Trump, müzakerelerde farklı ülkelere farklı talepler yöneltecek:

  • Asya ülkeleri (özellikle en fazla doları elinde tutanlar), kısa vadeli dolar varlıklarını satarak kendi para birimlerini güçlendirmek zorunda kalacak.
  • Euro Bölgesi ise daha geniş çaplı tavizler vermek durumunda kalabilir. Bunlar arasında ultra uzun vadeli ya da süresiz ABD tahvilleri çıkarmayı kabul etmek, Alman sanayisini ABD’ye taşımak ve daha fazla Amerikan silahı satın almak yer alıyor.

Trump, herhangi bir ülke bu talepleri kabul ettiğinde bunu büyük bir zafer olarak sunacak. Ancak eğer bir hükümet direnir ve taleplere boyun eğmezse, gümrük tarifeleri yürürlükte kalacak ve ABD Hazinesi’ne düzenli bir dolar akışı sağlanmaya devam edecek.

Yeni bir ekonomik düzenin doğuşuna mı şahit oluyoruz?

Trump’ın planı başarılı olursa, dünya iki farklı ekonomik kampa ayrılabilir:

  1. Amerikan Güvenlik Şemsiyesi Altındakiler: Bu ülkeler, ABD’nin dayattığı kurallara uymak zorunda kalacak; para birimleri değer kazanacak, sanayi üretimleri Amerika’ya kayacak ve Amerikan ihracatına—özellikle silah alımına—öncelik verecekler.
  2. ABD Karşıtı Blok: Bu kampın içinde yer alan ülkeler, Çin ve Rusya gibi alternatif güç merkezlerine daha fazla yaklaşarak, ABD’ye daha sınırlı ticaret yapacak ve dolaylı olarak ABD’ye gümrük vergisi gelirleri sağlamaya devam edecekler.

Ancak Varoufakis'e göre bu planın riskleri de var. Trump’ın hesapladığı şekilde ilerlemeyen bir senaryoda, gümrük tarifelerinin doların değer kaybıyla dengelenmesi mümkün olmayabilir. Ayrıca, yabancı yatırımcıların ABD borç piyasasına olan ilgisi azalabilir ve bu da faiz oranlarının yükselmesine neden olabilir.

Dahası, Trump’ın planı sadece ekonomik değil, aynı zamanda siyasi riskler de barındırıyor. Eğer planlandığı gibi ilerlerse ve ticaret açığı gerçekten kapanmaya başlarsa, Wall Street’e akan yabancı sermaye azalabilir. Bu durumda Trump, ya ABD’li finans çevrelerini karşısına almak zorunda kalacak ya da kendi seçmen tabanına ihanet etmek durumunda kalacak.
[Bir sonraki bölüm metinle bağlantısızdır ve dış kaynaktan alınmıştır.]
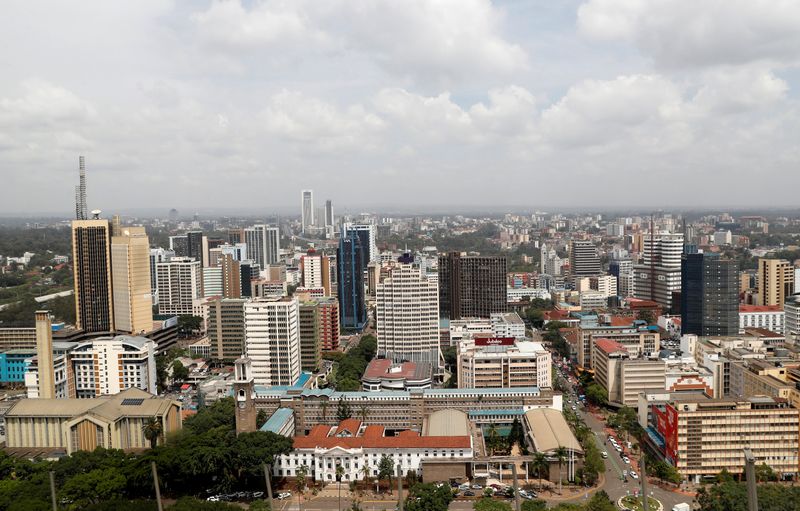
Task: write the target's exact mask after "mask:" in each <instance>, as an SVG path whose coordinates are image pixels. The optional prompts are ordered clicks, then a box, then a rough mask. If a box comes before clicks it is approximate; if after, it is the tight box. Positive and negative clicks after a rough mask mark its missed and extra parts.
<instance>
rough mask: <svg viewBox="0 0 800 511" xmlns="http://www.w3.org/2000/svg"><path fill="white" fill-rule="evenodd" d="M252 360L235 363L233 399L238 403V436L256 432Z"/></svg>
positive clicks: (236, 412)
mask: <svg viewBox="0 0 800 511" xmlns="http://www.w3.org/2000/svg"><path fill="white" fill-rule="evenodd" d="M255 397H256V394H255V387H254V383H253V370H252V367H251V365H250V359H249V358H247V357H245V356H242V357H241V358H238V359H236V362H234V380H233V399H234V400H235V401H236V434H237V435H238V434H239V433H248V432H251V431H255V430H256V401H255Z"/></svg>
Uluslararası cephede ise, Trump’ın bire bir müzakere modeli, uzun vadede küresel bir hoşnutsuzluk yaratabilir. Öyle ki, Çin bu fırsatı değerlendirerek BRICS ülkelerini yeni bir Bretton Woods sistemine yönlendirebilir ve yuan’ı küresel rezerv para haline getirmeye çalışabilir.

Sonuç olarak, Trump’ın ekonomi planı, basit bir korumacılık stratejisinden çok daha kapsamlı bir küresel düzen değişikliği hedefliyor. Eğer başarılı olursa, uluslararası ekonomi politikalarında devrim yaratabilir; ancak başarısız olması durumunda, hem ABD içinde hem de küresel ekonomide büyük dalgalanmalara yol açabilir. En büyük ironi ise, Trump’ın bu hamlesinin, ABD dolarının küresel egemenliğini zayıflatması olabilir.
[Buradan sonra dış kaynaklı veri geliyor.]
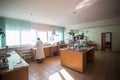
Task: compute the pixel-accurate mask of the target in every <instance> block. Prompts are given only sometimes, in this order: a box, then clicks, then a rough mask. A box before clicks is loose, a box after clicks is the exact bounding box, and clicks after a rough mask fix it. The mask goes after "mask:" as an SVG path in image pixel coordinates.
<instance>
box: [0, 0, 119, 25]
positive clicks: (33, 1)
mask: <svg viewBox="0 0 120 80" xmlns="http://www.w3.org/2000/svg"><path fill="white" fill-rule="evenodd" d="M82 1H84V0H0V16H3V17H9V18H15V19H21V20H27V21H32V22H37V23H43V24H50V25H56V26H63V27H65V26H70V25H76V24H81V23H87V22H94V21H99V20H105V19H110V18H116V17H120V0H88V1H89V3H90V2H92V1H94V3H93V4H92V5H89V6H86V7H83V8H80V9H78V10H76V9H75V7H76V6H77V5H78V4H79V3H80V2H82Z"/></svg>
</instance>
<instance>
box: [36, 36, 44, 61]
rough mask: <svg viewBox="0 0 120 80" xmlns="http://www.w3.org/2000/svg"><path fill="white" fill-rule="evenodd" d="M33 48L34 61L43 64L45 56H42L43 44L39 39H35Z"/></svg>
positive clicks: (42, 52) (38, 38)
mask: <svg viewBox="0 0 120 80" xmlns="http://www.w3.org/2000/svg"><path fill="white" fill-rule="evenodd" d="M35 47H36V56H35V59H36V60H37V61H38V62H43V60H44V58H45V55H44V48H43V42H42V41H41V40H40V38H37V42H36V44H35Z"/></svg>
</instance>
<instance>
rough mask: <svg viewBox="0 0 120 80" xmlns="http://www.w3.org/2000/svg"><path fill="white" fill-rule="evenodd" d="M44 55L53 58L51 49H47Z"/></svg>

Yanis Varoufakis Kimdir?  

Yanis Varoufakis, Yunan ekonomist, akademisyen ve siyasetçidir. 2015 yılında Yunanistan Maliye Bakanı olarak görev yapmış, Avrupa Birliği ile yürütülen sert müzakerelerde kilit bir rol oynamıştır. Yunanistan'ın borç krizine karşı radikal duruşuyla tanınan Varoufakis, kemer sıkma politikalarına şiddetle karşı çıkmış ve Avrupa'daki ekonomik sistemin yapısal sorunlarına dikkat çekmiştir.  
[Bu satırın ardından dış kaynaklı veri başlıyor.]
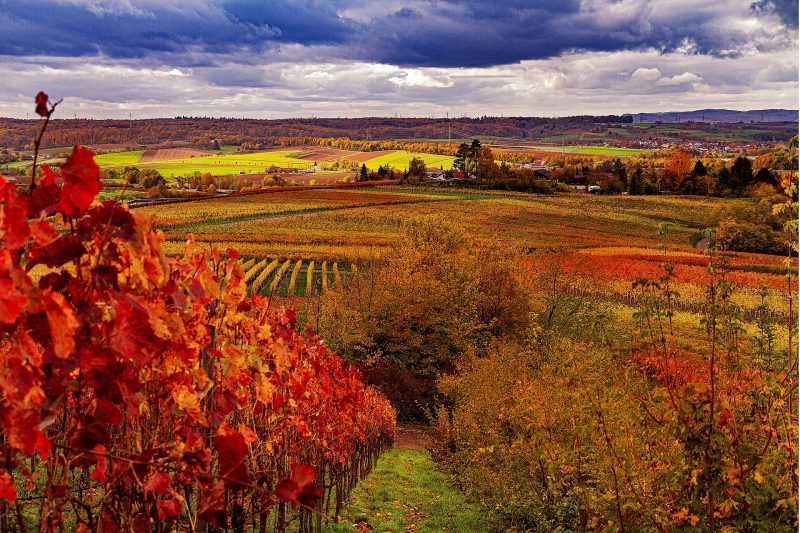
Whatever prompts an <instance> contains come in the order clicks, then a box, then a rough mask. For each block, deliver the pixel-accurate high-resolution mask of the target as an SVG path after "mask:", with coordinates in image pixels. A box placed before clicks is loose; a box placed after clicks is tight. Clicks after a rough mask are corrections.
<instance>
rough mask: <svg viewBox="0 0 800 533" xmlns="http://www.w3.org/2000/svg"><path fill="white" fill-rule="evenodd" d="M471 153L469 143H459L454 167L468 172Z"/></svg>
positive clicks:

Ekonomi ve siyaset üzerine çok sayıda eser kaleme alan Varoufakis’in en bilinen kitaplarından biri “Yetişkinler Odada” (Adults in the Room) adlı anı kitabıdır. Bu eser, Avrupa’daki ekonomik güç dengelerini ve Yunanistan krizi sırasında yaşananları içeriden bir gözle anlatmaktadır. Ayrıca, “Kapitalizm Sonrası İçin Bir Kılavuz” (Another Now) adlı kitabında kapitalizme alternatif bir ekonomik sistem önererek küresel ekonomik düzeni sorgular. Akademik ve politik analizleriyle dikkat çeken Varoufakis, günümüzde küresel ekonomi ve siyaset üzerine yorumlarını uluslararası medya ve kendi yazıları aracılığıyla paylaşmaya devam etmektedir.